# Cafe Tucci.....Gloucester Docks



## glevum (Apr 4, 2013)

Popped in to Cafe Tucci today which is located in Barge Arm east, Gloucester Docks as next door cafe, Cafe Corretto was to busy.

Tucci describes it self as sophisticated and modern selling Italian coffee, cake and more.

We left really dissappointed after spending £23 on 3 lattes, 2 hot chocolates, a coke, 2 carrott cakes, 2 chocolate tortes. (hardly Italian cakes/pastries at all)

The latte was one of the worse i have had in ages, milk was boiled with no texture to it at all, only a single shot put into a large 12/14oz cup. Dont take sugar but had to add brown sugar to the boiled milk to add some taste.

Really unfriendly staff apart from the lady taking money at the till.

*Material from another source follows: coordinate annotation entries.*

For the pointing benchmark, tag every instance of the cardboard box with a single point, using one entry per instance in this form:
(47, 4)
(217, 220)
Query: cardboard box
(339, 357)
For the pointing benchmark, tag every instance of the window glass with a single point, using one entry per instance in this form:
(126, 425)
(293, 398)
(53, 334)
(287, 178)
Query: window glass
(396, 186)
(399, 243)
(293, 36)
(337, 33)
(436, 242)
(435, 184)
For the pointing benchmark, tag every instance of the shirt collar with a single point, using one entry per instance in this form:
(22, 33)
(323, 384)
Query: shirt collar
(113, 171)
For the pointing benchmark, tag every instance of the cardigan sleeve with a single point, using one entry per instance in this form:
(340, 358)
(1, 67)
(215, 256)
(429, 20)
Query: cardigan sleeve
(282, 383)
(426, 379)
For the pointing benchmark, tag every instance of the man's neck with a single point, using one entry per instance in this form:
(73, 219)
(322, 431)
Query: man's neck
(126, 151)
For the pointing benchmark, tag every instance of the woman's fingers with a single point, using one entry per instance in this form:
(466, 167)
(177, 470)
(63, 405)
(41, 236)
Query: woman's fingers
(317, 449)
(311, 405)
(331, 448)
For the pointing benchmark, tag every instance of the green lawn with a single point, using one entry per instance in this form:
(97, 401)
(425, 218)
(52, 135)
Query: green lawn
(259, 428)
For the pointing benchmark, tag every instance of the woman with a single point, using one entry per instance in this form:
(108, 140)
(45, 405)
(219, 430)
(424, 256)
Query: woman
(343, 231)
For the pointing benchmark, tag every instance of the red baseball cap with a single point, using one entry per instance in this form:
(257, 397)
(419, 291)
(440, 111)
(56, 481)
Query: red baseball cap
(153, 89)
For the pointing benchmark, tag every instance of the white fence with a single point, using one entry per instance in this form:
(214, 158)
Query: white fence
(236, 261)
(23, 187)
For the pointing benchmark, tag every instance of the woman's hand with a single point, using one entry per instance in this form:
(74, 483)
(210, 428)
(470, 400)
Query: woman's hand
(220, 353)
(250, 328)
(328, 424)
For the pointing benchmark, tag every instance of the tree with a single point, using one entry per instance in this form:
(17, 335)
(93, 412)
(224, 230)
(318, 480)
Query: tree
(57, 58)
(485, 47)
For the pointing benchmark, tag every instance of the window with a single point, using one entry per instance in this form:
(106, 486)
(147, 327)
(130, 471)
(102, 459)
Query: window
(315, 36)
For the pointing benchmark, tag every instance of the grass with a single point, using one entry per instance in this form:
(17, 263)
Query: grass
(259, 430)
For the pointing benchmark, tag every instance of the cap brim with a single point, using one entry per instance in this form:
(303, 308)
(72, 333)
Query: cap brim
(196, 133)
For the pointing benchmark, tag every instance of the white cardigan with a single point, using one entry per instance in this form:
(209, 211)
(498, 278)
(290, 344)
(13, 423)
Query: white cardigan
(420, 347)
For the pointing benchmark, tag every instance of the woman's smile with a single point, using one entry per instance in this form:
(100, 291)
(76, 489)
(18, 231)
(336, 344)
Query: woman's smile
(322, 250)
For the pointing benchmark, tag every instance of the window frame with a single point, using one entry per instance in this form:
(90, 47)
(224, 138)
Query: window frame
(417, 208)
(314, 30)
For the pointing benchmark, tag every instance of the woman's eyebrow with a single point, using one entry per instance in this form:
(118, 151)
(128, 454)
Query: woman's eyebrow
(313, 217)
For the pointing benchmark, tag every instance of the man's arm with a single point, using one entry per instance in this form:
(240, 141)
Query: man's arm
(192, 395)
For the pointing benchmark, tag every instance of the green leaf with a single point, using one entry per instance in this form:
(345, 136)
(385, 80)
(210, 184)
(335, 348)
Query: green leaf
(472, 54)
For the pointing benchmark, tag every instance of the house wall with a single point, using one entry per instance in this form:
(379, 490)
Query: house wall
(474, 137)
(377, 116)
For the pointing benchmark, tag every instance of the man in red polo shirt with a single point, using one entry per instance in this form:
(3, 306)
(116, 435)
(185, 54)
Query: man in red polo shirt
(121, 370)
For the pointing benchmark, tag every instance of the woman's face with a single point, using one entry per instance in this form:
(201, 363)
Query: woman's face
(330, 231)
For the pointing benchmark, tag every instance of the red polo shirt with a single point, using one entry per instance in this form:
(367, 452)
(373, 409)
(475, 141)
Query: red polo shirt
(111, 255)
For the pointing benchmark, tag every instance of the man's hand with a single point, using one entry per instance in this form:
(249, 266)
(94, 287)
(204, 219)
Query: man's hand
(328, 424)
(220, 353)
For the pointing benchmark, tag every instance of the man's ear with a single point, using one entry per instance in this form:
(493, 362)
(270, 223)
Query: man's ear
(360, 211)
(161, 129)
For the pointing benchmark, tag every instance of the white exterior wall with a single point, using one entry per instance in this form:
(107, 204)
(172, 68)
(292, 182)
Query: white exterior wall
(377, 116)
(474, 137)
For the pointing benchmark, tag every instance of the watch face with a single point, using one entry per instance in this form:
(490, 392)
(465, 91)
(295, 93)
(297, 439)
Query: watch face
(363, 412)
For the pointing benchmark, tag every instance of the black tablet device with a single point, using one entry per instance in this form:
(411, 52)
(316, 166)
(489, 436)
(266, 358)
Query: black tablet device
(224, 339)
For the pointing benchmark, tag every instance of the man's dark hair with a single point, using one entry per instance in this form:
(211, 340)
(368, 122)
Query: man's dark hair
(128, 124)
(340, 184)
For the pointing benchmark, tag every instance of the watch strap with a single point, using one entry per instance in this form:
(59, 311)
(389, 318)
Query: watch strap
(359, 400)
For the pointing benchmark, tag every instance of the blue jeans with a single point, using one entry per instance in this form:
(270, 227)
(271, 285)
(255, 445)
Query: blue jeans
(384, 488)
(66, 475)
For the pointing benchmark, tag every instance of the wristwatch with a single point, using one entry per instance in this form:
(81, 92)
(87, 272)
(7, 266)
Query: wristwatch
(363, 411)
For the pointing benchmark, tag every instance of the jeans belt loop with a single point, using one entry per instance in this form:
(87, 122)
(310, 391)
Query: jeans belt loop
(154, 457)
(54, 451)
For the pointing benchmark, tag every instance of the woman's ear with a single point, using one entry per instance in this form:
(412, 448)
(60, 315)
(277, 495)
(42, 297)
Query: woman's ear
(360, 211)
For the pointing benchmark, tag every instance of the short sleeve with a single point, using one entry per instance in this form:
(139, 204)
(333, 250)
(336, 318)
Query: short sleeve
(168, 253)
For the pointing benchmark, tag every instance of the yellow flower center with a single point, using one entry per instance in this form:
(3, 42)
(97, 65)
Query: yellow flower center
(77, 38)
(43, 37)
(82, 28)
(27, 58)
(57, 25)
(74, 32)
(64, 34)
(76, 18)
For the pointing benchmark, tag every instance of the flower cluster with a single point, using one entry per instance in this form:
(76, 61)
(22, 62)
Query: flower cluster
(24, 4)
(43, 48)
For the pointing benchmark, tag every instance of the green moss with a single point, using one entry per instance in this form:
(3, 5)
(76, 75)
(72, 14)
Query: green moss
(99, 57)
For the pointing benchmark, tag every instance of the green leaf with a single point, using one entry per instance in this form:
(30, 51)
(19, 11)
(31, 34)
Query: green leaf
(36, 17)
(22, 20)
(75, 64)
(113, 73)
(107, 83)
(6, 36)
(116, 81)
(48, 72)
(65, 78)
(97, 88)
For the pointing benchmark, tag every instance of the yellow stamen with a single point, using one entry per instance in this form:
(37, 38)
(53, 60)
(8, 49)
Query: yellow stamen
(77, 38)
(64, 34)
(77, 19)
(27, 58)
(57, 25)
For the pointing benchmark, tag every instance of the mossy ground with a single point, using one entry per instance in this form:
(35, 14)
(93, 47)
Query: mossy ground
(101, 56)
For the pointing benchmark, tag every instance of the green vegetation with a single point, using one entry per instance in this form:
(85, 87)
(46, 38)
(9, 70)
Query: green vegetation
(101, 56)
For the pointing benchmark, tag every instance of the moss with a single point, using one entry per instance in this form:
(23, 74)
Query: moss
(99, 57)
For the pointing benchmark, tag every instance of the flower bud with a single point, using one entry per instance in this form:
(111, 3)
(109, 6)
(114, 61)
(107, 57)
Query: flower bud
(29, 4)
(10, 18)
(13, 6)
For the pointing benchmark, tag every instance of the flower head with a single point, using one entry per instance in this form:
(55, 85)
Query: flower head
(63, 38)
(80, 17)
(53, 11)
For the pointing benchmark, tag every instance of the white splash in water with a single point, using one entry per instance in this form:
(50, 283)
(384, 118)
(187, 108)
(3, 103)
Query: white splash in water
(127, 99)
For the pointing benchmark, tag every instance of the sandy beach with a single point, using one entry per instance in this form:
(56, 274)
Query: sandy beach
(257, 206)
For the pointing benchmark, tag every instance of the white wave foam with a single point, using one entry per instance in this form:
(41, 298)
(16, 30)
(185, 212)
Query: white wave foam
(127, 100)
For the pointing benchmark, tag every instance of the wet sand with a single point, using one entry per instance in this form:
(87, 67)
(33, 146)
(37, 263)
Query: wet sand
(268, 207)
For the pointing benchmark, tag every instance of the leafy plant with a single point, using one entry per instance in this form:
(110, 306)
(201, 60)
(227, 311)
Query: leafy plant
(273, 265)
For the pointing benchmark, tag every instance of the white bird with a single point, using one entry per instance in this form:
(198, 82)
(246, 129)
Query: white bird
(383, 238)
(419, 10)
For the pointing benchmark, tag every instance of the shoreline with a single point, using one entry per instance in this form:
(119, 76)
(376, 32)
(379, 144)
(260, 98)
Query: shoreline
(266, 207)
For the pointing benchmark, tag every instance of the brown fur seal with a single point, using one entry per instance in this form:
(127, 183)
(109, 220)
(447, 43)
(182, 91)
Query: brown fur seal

Wished we went to nero/ costa now.

They had the grinder i want as well Rossi RR55OD, and the Mrs. said it was huge.......gutted.


----------



## Mrboots2u (May 10, 2013)

Does this mean the search for the grinder continues then?


----------



## glevum (Apr 4, 2013)

Nope, made my mind up on this mine for sure. She since said it was the hopper that was huge. wont be using that anyway


----------



## Mrboots2u (May 10, 2013)

There you go , when it turns up without a hopper in situ it will be a win, and not as big as expected!


----------



## tcr4x4 (Jan 2, 2013)

Every time I've been to Corretto its been packed and Tucci has been empty..now i know why!


----------



## ronsil (Mar 8, 2012)

We really enjoyed Corretto when we went there for a true 'continental breakfast' a few weeks ago. Helpful & friendly staff.


----------